Agora, aos extras. Em primeiro lugar, é o próprio diretor inglês quem leva o público a passear com ele nos cenários da película. “Entrem, é por aqui...”, diz Alfred com a fineza de um mordomo competente. Mostra os quartos, a recepção do motel, o banheiro famoso (onde ele faz suspense com o que poderá ocorrer lá dentro), os sets detalhadamente construídos. Vai ainda à casa de Norman e lá faz os mesmos trajetos, como se mostrasse a residência para alguém que deseja comprá-la. Ademais, há entrevistas com os participantes (do elenco, apenas Janet deu depoimento – ela faleceria pouco tempo depois). As explicações sobre como Hitchcock trabalhava, sua preocupação em fazer sempre o melhor possível. É curioso que Anthony fosse escalado. Predominavam nas películas dele Cary Grant e James Stewart. Não menos entendido foi trazer Leigh para compor o filme, pois entre as musas do diretor, a que mais se destacava era Grace Kelly. Mas daí a imaginar Grant ou Stewart encarnando loucos, insanos assassinos, seria demais. Naquela época, a reputação profissional do ator valia muito. Um papel como o de Norman Bates poderia representar a derrocada de um ator. E o risco era grande.

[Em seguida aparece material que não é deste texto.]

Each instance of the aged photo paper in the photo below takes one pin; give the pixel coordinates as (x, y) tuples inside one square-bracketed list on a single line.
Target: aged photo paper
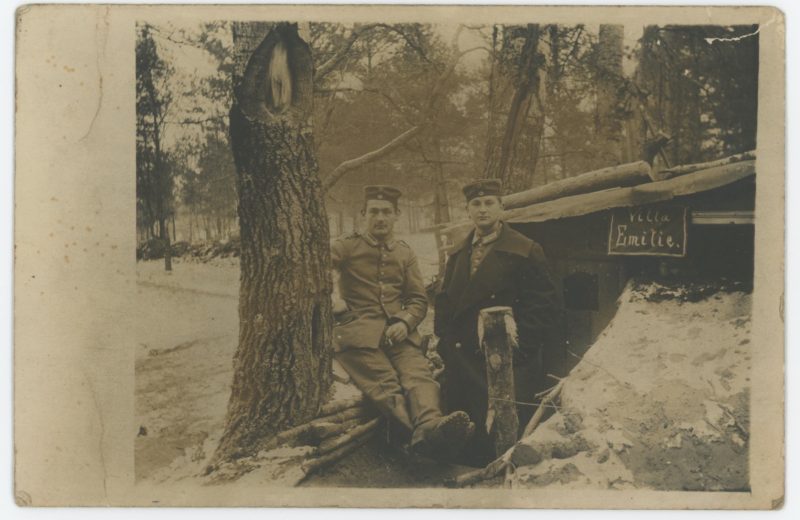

Neste cipoal de informações, “Psycho” (título em inglês) custou ralos 800 mil dólares para ser montado, rendeu 40 milhões. Nada mal. Por opção de Hitchcock, a fita foi filmada em preto e branco para, segundo ele, “não ensangüentar demais a história”. O melhor disso tudo é que o diretor, por míseros nove mil dólares, comprou os direitos do livro de Robert Bloch (autor da trama), distribuiu a obra entre amigos, mas sem desvendar o fim. A escolha do elenco, discutida no parágrafo anterior, se deu porque o mestre do suspense quis utilizar a mesma base dos atores que trabalhavam na série de TV exibida nos Estados Unidos. Nos anos de 1983, 1986 e 1990, todo aparato da película foi jogado no lixo com três estúpidas continuações. Em 1998, o pior: o remake do autêntico. E o que era de se esperar aconteceu: ganhou os Framboesas de Ouro (antifesta do Oscar, que premia os piores do ano) de diretor e seqüência e concorreu por atriz. Mas isto são questiúnculas que nem valem a pena notar. “Psicose”, o de 1960, se sobressai gloriosamente. Como tem que ser. E, naturalmente, como sempre será. São os minutos sem cor mais angustiantes, tenebrosos, tensos e célebres dos últimos 50 anos.